Participation Criteria

Researchers look for people who fit a certain description, called eligibility criteria. Some examples of these criteria are a person's general health condition or prior treatments.

Eligibility Criteria

Ages Eligible for Study

No older than 5 years (Child)

Accepts Healthy Volunteers

No

Genders Eligible for Study

All

Description

Inclusion Criteria:

  • Subjects aged 0-5 years old
  • Subjects with difficult vein access (e.g. edema, obesity, chemotherapy history),
  • Subjects whose parents had signed the informed consent
  • Subjects with available vein access locations at the back of either hands.

Exclusion Criteria:

  • Subjects who had infection signs at the designated vein access location
  • Subjects in need of emergency procedures.

Drop out Criteria:

  • Subjects resigned from the study
  • Subjects rejected any next attempt of intravenous cannulation
  • Subjects who received anesthetic drugs before intravenous cannulation.

Study Plan

This section provides details of the study plan, including how the study is designed and what the study is measuring.

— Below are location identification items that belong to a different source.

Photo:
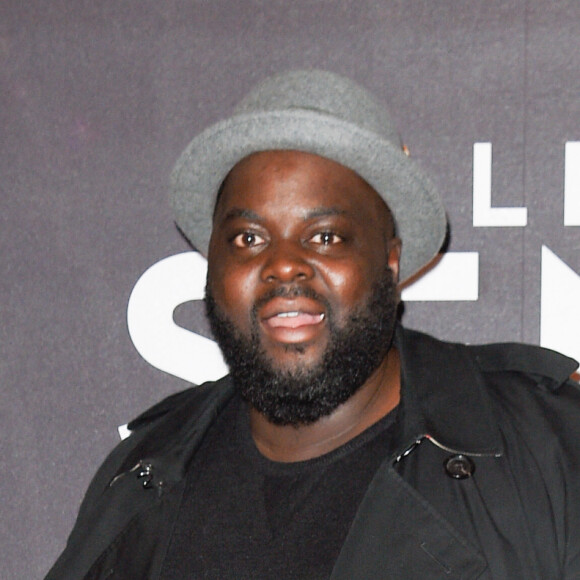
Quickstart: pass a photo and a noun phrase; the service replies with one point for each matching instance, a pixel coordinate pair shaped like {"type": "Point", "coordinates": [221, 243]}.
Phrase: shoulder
{"type": "Point", "coordinates": [159, 427]}
{"type": "Point", "coordinates": [548, 368]}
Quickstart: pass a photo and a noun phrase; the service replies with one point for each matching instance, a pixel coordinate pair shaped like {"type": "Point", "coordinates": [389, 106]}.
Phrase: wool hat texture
{"type": "Point", "coordinates": [316, 112]}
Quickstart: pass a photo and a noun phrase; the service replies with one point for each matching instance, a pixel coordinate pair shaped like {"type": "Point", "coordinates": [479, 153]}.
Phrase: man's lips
{"type": "Point", "coordinates": [292, 320]}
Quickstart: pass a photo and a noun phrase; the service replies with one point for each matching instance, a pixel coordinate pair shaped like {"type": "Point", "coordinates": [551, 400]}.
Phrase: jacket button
{"type": "Point", "coordinates": [459, 466]}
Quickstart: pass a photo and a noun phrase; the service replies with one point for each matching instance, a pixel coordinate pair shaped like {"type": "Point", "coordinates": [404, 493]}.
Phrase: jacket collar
{"type": "Point", "coordinates": [443, 397]}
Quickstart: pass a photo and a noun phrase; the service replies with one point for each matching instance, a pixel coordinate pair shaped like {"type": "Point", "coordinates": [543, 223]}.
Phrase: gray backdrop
{"type": "Point", "coordinates": [98, 98]}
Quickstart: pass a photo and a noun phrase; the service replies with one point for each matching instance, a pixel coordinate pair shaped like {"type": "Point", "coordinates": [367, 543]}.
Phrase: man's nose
{"type": "Point", "coordinates": [286, 262]}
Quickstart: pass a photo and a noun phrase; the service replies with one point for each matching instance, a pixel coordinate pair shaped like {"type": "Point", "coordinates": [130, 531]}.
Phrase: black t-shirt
{"type": "Point", "coordinates": [244, 516]}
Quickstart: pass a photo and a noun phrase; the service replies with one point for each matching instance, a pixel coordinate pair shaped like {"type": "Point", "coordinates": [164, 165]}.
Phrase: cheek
{"type": "Point", "coordinates": [350, 287]}
{"type": "Point", "coordinates": [233, 290]}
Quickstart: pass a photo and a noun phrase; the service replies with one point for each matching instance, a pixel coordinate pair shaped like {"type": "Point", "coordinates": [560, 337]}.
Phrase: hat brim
{"type": "Point", "coordinates": [413, 200]}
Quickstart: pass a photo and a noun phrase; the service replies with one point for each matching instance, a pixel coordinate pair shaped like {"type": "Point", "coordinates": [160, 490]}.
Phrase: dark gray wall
{"type": "Point", "coordinates": [97, 100]}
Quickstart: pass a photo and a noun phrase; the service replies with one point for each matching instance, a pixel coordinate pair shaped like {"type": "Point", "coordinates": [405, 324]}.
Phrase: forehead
{"type": "Point", "coordinates": [295, 180]}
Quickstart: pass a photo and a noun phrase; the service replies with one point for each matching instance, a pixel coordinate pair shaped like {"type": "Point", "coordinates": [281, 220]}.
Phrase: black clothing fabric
{"type": "Point", "coordinates": [507, 415]}
{"type": "Point", "coordinates": [244, 516]}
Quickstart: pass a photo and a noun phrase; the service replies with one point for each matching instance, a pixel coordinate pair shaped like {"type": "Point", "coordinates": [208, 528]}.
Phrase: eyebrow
{"type": "Point", "coordinates": [324, 212]}
{"type": "Point", "coordinates": [238, 212]}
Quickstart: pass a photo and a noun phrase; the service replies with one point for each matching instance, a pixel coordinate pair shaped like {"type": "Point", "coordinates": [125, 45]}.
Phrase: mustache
{"type": "Point", "coordinates": [290, 291]}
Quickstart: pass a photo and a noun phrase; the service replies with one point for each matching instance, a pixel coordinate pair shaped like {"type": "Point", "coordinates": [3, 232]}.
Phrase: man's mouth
{"type": "Point", "coordinates": [294, 319]}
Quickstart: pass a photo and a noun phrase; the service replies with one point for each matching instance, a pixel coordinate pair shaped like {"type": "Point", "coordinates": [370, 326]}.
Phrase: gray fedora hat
{"type": "Point", "coordinates": [316, 112]}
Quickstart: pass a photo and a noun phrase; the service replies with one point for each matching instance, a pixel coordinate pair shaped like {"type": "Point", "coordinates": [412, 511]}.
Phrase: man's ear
{"type": "Point", "coordinates": [394, 256]}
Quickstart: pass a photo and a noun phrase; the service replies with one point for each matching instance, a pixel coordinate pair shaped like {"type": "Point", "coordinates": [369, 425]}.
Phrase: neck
{"type": "Point", "coordinates": [375, 399]}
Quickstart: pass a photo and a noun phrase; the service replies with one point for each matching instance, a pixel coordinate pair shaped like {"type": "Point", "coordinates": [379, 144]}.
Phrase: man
{"type": "Point", "coordinates": [341, 445]}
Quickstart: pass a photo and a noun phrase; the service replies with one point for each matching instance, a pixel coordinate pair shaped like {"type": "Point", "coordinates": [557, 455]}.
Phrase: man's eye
{"type": "Point", "coordinates": [326, 239]}
{"type": "Point", "coordinates": [247, 240]}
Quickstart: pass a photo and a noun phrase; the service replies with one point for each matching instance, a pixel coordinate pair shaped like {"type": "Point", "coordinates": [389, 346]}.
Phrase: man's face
{"type": "Point", "coordinates": [300, 245]}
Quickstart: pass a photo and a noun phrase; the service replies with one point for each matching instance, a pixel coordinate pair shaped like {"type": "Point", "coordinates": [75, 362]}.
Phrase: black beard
{"type": "Point", "coordinates": [304, 395]}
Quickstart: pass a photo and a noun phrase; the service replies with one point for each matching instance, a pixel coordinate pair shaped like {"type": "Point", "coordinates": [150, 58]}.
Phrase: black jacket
{"type": "Point", "coordinates": [481, 481]}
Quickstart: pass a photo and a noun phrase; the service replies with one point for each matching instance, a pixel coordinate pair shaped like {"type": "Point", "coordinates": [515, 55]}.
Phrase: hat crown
{"type": "Point", "coordinates": [323, 92]}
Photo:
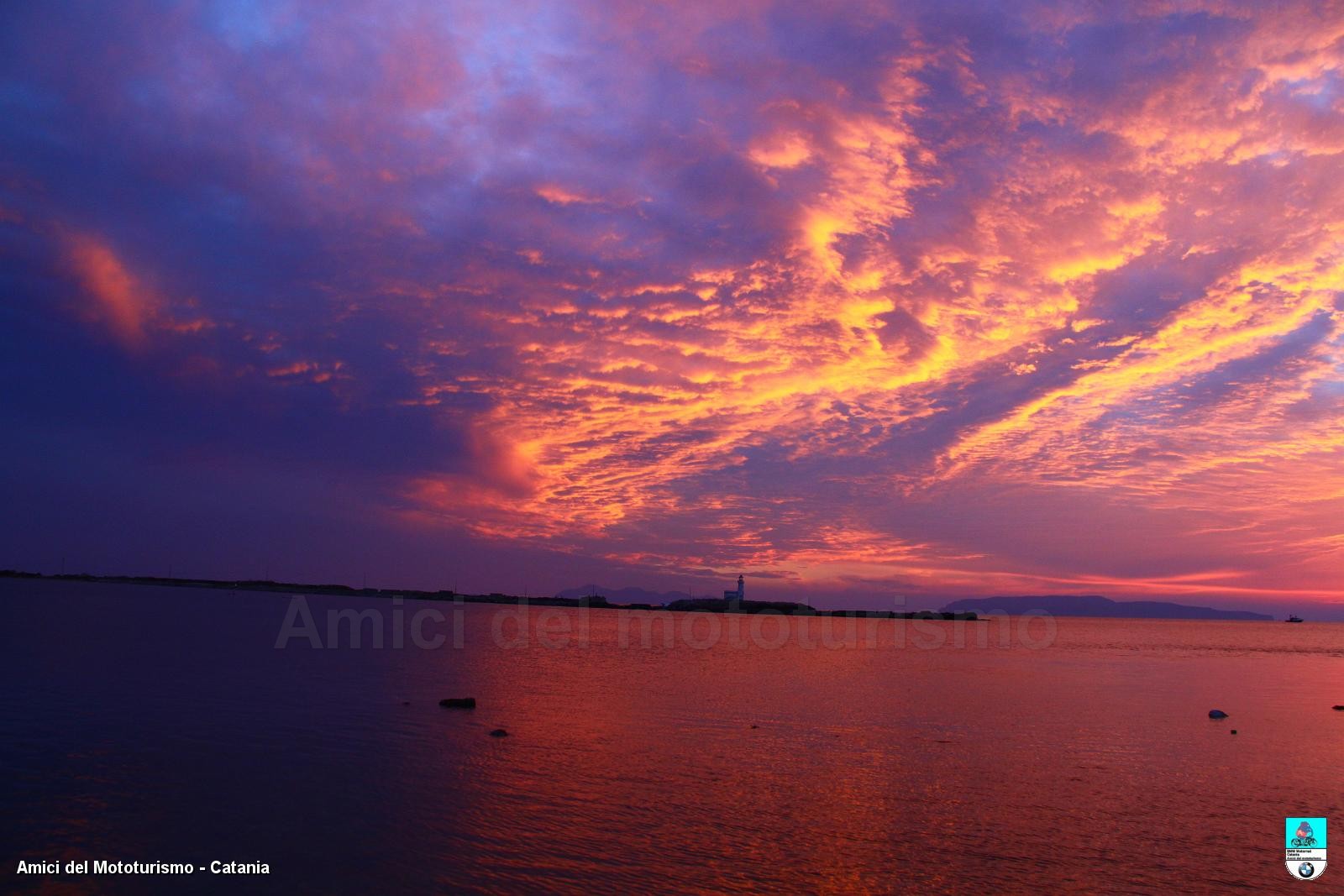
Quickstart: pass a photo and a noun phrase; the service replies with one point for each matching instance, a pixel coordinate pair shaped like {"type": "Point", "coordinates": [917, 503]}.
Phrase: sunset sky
{"type": "Point", "coordinates": [860, 300]}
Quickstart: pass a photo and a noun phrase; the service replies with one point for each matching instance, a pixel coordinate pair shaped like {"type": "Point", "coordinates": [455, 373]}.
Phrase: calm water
{"type": "Point", "coordinates": [165, 725]}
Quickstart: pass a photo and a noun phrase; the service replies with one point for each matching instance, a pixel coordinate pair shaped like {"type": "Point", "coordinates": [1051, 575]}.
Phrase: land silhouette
{"type": "Point", "coordinates": [633, 598]}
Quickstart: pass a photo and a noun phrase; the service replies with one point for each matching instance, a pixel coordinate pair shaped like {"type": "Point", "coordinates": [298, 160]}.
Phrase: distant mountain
{"type": "Point", "coordinates": [622, 595]}
{"type": "Point", "coordinates": [1095, 605]}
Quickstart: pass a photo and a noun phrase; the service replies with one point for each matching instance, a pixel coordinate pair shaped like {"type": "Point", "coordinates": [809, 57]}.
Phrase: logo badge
{"type": "Point", "coordinates": [1304, 846]}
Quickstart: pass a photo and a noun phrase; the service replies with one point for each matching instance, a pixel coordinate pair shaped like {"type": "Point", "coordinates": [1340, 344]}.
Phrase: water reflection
{"type": "Point", "coordinates": [159, 723]}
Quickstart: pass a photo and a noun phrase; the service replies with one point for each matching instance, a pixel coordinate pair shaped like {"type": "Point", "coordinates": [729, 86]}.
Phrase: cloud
{"type": "Point", "coordinates": [837, 296]}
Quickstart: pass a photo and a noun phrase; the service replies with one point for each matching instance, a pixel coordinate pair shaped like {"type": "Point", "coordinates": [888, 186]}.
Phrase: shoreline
{"type": "Point", "coordinates": [591, 602]}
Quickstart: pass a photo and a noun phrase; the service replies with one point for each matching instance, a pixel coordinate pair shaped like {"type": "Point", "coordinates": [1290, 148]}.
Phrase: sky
{"type": "Point", "coordinates": [866, 301]}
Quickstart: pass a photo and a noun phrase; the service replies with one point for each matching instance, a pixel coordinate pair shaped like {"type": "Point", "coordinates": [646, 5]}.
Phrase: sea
{"type": "Point", "coordinates": [651, 752]}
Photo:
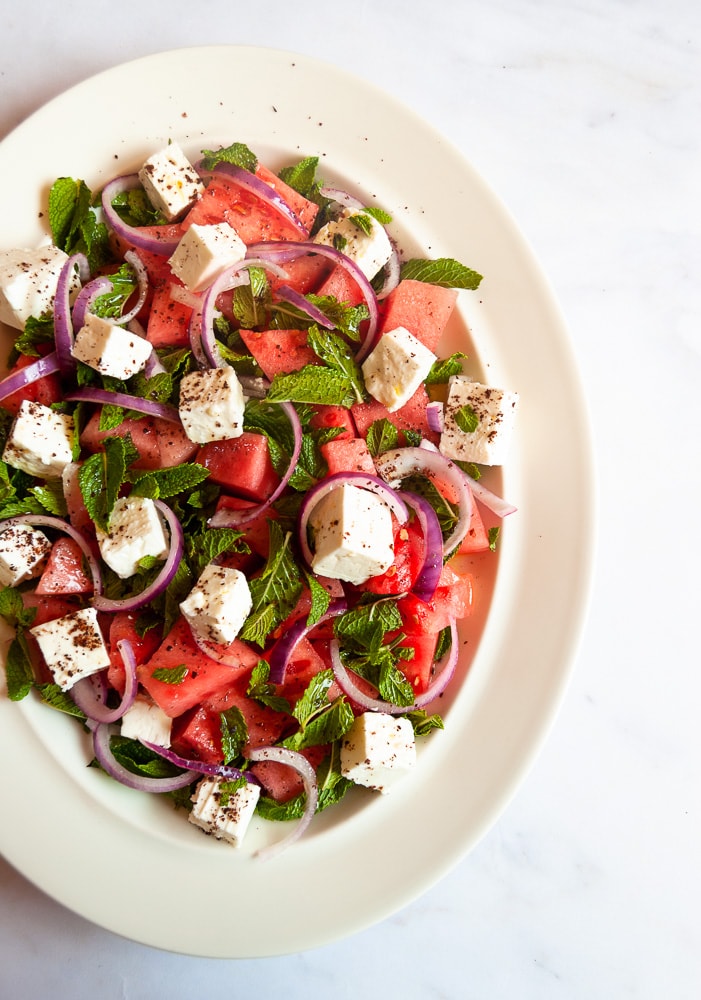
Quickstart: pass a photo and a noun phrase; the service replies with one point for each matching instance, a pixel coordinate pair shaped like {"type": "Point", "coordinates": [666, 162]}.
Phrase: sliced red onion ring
{"type": "Point", "coordinates": [48, 365]}
{"type": "Point", "coordinates": [63, 323]}
{"type": "Point", "coordinates": [140, 782]}
{"type": "Point", "coordinates": [396, 465]}
{"type": "Point", "coordinates": [162, 245]}
{"type": "Point", "coordinates": [49, 521]}
{"type": "Point", "coordinates": [282, 650]}
{"type": "Point", "coordinates": [427, 580]}
{"type": "Point", "coordinates": [105, 397]}
{"type": "Point", "coordinates": [444, 671]}
{"type": "Point", "coordinates": [250, 182]}
{"type": "Point", "coordinates": [223, 771]}
{"type": "Point", "coordinates": [287, 294]}
{"type": "Point", "coordinates": [434, 416]}
{"type": "Point", "coordinates": [288, 251]}
{"type": "Point", "coordinates": [301, 765]}
{"type": "Point", "coordinates": [235, 518]}
{"type": "Point", "coordinates": [89, 697]}
{"type": "Point", "coordinates": [325, 486]}
{"type": "Point", "coordinates": [175, 554]}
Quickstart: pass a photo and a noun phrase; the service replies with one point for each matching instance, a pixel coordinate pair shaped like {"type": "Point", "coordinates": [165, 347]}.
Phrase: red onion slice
{"type": "Point", "coordinates": [175, 554]}
{"type": "Point", "coordinates": [254, 185]}
{"type": "Point", "coordinates": [427, 580]}
{"type": "Point", "coordinates": [162, 245]}
{"type": "Point", "coordinates": [89, 697]}
{"type": "Point", "coordinates": [105, 397]}
{"type": "Point", "coordinates": [287, 251]}
{"type": "Point", "coordinates": [49, 521]}
{"type": "Point", "coordinates": [140, 782]}
{"type": "Point", "coordinates": [235, 518]}
{"type": "Point", "coordinates": [325, 486]}
{"type": "Point", "coordinates": [63, 323]}
{"type": "Point", "coordinates": [301, 765]}
{"type": "Point", "coordinates": [285, 646]}
{"type": "Point", "coordinates": [48, 365]}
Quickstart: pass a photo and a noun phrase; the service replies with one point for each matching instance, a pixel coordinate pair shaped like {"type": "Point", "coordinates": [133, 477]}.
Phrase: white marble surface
{"type": "Point", "coordinates": [584, 117]}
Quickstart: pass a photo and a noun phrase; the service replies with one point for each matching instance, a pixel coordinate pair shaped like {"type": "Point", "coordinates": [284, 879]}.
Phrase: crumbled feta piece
{"type": "Point", "coordinates": [370, 251]}
{"type": "Point", "coordinates": [224, 816]}
{"type": "Point", "coordinates": [353, 537]}
{"type": "Point", "coordinates": [23, 552]}
{"type": "Point", "coordinates": [212, 404]}
{"type": "Point", "coordinates": [72, 646]}
{"type": "Point", "coordinates": [136, 530]}
{"type": "Point", "coordinates": [40, 441]}
{"type": "Point", "coordinates": [170, 181]}
{"type": "Point", "coordinates": [144, 720]}
{"type": "Point", "coordinates": [494, 413]}
{"type": "Point", "coordinates": [28, 280]}
{"type": "Point", "coordinates": [204, 252]}
{"type": "Point", "coordinates": [218, 604]}
{"type": "Point", "coordinates": [110, 349]}
{"type": "Point", "coordinates": [396, 367]}
{"type": "Point", "coordinates": [378, 750]}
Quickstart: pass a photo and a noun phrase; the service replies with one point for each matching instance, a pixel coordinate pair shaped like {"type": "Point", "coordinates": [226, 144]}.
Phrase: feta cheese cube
{"type": "Point", "coordinates": [493, 412]}
{"type": "Point", "coordinates": [23, 552]}
{"type": "Point", "coordinates": [110, 349]}
{"type": "Point", "coordinates": [211, 405]}
{"type": "Point", "coordinates": [353, 537]}
{"type": "Point", "coordinates": [136, 530]}
{"type": "Point", "coordinates": [224, 818]}
{"type": "Point", "coordinates": [170, 181]}
{"type": "Point", "coordinates": [72, 647]}
{"type": "Point", "coordinates": [218, 604]}
{"type": "Point", "coordinates": [28, 280]}
{"type": "Point", "coordinates": [144, 720]}
{"type": "Point", "coordinates": [40, 441]}
{"type": "Point", "coordinates": [378, 750]}
{"type": "Point", "coordinates": [370, 251]}
{"type": "Point", "coordinates": [204, 252]}
{"type": "Point", "coordinates": [396, 367]}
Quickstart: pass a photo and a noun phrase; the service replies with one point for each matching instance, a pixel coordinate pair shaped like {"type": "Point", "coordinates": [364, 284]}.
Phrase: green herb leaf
{"type": "Point", "coordinates": [444, 271]}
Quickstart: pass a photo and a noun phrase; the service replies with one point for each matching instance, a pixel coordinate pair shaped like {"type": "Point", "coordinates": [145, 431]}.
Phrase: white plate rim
{"type": "Point", "coordinates": [104, 860]}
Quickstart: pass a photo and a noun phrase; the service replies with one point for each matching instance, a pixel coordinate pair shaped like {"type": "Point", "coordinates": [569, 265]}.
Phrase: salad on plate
{"type": "Point", "coordinates": [239, 485]}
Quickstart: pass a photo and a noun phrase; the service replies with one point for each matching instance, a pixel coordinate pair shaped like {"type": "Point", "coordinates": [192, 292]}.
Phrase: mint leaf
{"type": "Point", "coordinates": [170, 675]}
{"type": "Point", "coordinates": [466, 419]}
{"type": "Point", "coordinates": [382, 436]}
{"type": "Point", "coordinates": [445, 272]}
{"type": "Point", "coordinates": [444, 368]}
{"type": "Point", "coordinates": [237, 153]}
{"type": "Point", "coordinates": [234, 733]}
{"type": "Point", "coordinates": [313, 384]}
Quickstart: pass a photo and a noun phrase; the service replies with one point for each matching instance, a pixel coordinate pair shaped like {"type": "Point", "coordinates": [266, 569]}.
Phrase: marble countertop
{"type": "Point", "coordinates": [584, 118]}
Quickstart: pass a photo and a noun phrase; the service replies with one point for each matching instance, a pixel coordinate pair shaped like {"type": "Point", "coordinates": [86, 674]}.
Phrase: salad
{"type": "Point", "coordinates": [237, 483]}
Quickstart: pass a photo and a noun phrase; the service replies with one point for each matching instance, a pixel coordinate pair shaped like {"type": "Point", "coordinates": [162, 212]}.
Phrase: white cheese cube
{"type": "Point", "coordinates": [353, 537]}
{"type": "Point", "coordinates": [72, 646]}
{"type": "Point", "coordinates": [226, 818]}
{"type": "Point", "coordinates": [28, 280]}
{"type": "Point", "coordinates": [110, 349]}
{"type": "Point", "coordinates": [378, 750]}
{"type": "Point", "coordinates": [40, 441]}
{"type": "Point", "coordinates": [494, 413]}
{"type": "Point", "coordinates": [396, 367]}
{"type": "Point", "coordinates": [170, 181]}
{"type": "Point", "coordinates": [370, 251]}
{"type": "Point", "coordinates": [212, 404]}
{"type": "Point", "coordinates": [23, 552]}
{"type": "Point", "coordinates": [204, 252]}
{"type": "Point", "coordinates": [145, 721]}
{"type": "Point", "coordinates": [136, 530]}
{"type": "Point", "coordinates": [218, 604]}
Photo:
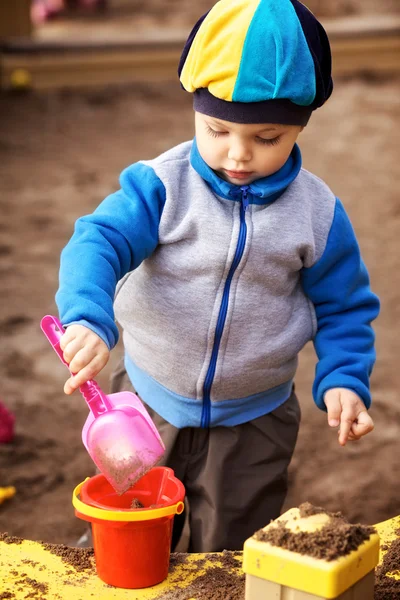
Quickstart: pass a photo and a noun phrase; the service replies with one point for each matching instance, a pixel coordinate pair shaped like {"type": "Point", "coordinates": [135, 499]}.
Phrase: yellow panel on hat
{"type": "Point", "coordinates": [315, 576]}
{"type": "Point", "coordinates": [213, 61]}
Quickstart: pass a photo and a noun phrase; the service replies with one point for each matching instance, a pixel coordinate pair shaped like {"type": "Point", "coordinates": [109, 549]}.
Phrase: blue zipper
{"type": "Point", "coordinates": [206, 412]}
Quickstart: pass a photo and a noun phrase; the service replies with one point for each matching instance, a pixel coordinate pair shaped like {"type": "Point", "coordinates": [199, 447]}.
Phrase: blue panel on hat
{"type": "Point", "coordinates": [276, 60]}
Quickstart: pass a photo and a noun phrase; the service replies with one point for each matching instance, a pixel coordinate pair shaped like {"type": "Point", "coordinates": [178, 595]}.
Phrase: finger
{"type": "Point", "coordinates": [363, 425]}
{"type": "Point", "coordinates": [71, 350]}
{"type": "Point", "coordinates": [346, 423]}
{"type": "Point", "coordinates": [353, 438]}
{"type": "Point", "coordinates": [81, 359]}
{"type": "Point", "coordinates": [334, 408]}
{"type": "Point", "coordinates": [66, 338]}
{"type": "Point", "coordinates": [88, 372]}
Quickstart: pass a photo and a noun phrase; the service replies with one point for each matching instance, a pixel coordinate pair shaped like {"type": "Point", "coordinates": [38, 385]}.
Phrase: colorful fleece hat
{"type": "Point", "coordinates": [257, 61]}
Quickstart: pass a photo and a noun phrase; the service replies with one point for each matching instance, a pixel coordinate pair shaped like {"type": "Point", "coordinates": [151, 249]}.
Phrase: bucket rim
{"type": "Point", "coordinates": [123, 514]}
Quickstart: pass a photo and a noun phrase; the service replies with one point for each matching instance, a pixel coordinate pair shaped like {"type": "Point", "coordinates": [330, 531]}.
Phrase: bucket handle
{"type": "Point", "coordinates": [123, 515]}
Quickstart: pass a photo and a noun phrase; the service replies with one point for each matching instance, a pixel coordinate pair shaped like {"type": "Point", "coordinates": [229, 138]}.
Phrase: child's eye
{"type": "Point", "coordinates": [214, 133]}
{"type": "Point", "coordinates": [269, 142]}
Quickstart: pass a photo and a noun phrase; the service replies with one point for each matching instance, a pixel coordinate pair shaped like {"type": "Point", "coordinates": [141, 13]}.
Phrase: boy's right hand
{"type": "Point", "coordinates": [86, 354]}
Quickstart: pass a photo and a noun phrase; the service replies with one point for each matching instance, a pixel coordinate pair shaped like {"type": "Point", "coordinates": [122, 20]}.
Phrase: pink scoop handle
{"type": "Point", "coordinates": [94, 396]}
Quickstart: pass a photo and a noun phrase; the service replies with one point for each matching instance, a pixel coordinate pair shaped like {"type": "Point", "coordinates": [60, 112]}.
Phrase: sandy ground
{"type": "Point", "coordinates": [60, 154]}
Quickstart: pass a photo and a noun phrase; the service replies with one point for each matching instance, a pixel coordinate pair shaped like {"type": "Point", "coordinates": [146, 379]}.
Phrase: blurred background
{"type": "Point", "coordinates": [88, 87]}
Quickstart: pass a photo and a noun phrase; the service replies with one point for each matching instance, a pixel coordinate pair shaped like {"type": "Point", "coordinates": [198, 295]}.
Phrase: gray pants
{"type": "Point", "coordinates": [235, 477]}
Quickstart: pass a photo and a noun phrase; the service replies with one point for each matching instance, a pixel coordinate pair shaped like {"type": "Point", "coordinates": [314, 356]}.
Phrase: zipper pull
{"type": "Point", "coordinates": [245, 198]}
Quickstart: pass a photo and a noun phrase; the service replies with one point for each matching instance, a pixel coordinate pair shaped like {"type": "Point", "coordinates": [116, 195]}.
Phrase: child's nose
{"type": "Point", "coordinates": [239, 151]}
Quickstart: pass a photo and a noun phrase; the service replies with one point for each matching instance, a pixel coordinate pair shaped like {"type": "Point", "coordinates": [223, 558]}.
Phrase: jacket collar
{"type": "Point", "coordinates": [261, 191]}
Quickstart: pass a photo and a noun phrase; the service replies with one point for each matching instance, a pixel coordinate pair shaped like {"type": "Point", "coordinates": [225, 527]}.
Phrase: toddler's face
{"type": "Point", "coordinates": [242, 153]}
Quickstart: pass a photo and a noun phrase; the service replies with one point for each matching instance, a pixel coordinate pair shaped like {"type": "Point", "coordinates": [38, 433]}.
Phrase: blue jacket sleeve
{"type": "Point", "coordinates": [106, 245]}
{"type": "Point", "coordinates": [338, 286]}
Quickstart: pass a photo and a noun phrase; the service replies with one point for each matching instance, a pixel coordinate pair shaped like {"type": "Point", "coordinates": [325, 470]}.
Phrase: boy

How is the study designed?

Design Details

  • Primary Purpose: Supportive Care
  • Allocation: Randomized
  • Interventional Model: Parallel Assignment
  • Masking: None (Open Label)

Arms and Interventions

Participant Group / Arm
Intervention / Treatment
Active Comparator: With vein display instrument
Vein cannulation was done after the vein display instrument displays the veins using infrared
Device: Vein Display Instrument
No Intervention: Without vein display instrument
vein cannulation was done without any vein display instrument

What is the study measuring?

Primary Outcome Measures

Outcome Measure
Measure Description
Time Frame
Successful first vein cannulation attempt
Time Frame: Day 1
Whether the first vein cannulation attempt successful or not will be recorded
Day 1

Collaborators and Investigators

This is where you will find people and organizations involved with this study.

Sponsor

Indonesia University

Investigators

  • Principal Investigator: Aries Perdana, Consultant, Indonesia University

Publications and helpful links

The person responsible for entering information about the study voluntarily provides these publications. These may be about anything related to the study.

General Publications

Study record dates

These dates track the progress of study record and summary results submissions to ClinicalTrials.gov. Study records and reported results are reviewed by the National Library of Medicine (NLM) to make sure they meet specific quality control standards before being posted on the public website.

Study Major Dates

Study Start

April 1, 2016

Primary Completion (Actual)

May 1, 2016

Study Completion (Actual)

May 1, 2016

Study Registration Dates

First Submitted

April 24, 2017

First Submitted That Met QC Criteria

April 26, 2017

First Posted (Actual)

May 1, 2017

Study Record Updates

Last Update Posted (Actual)

October 30, 2017

Last Update Submitted That Met QC Criteria

October 26, 2017

Last Verified

October 1, 2017

More Information

Terms related to this study

Keywords

Other Study ID Numbers

  • IndonesiaUAnes003

Plan for Individual participant data (IPD)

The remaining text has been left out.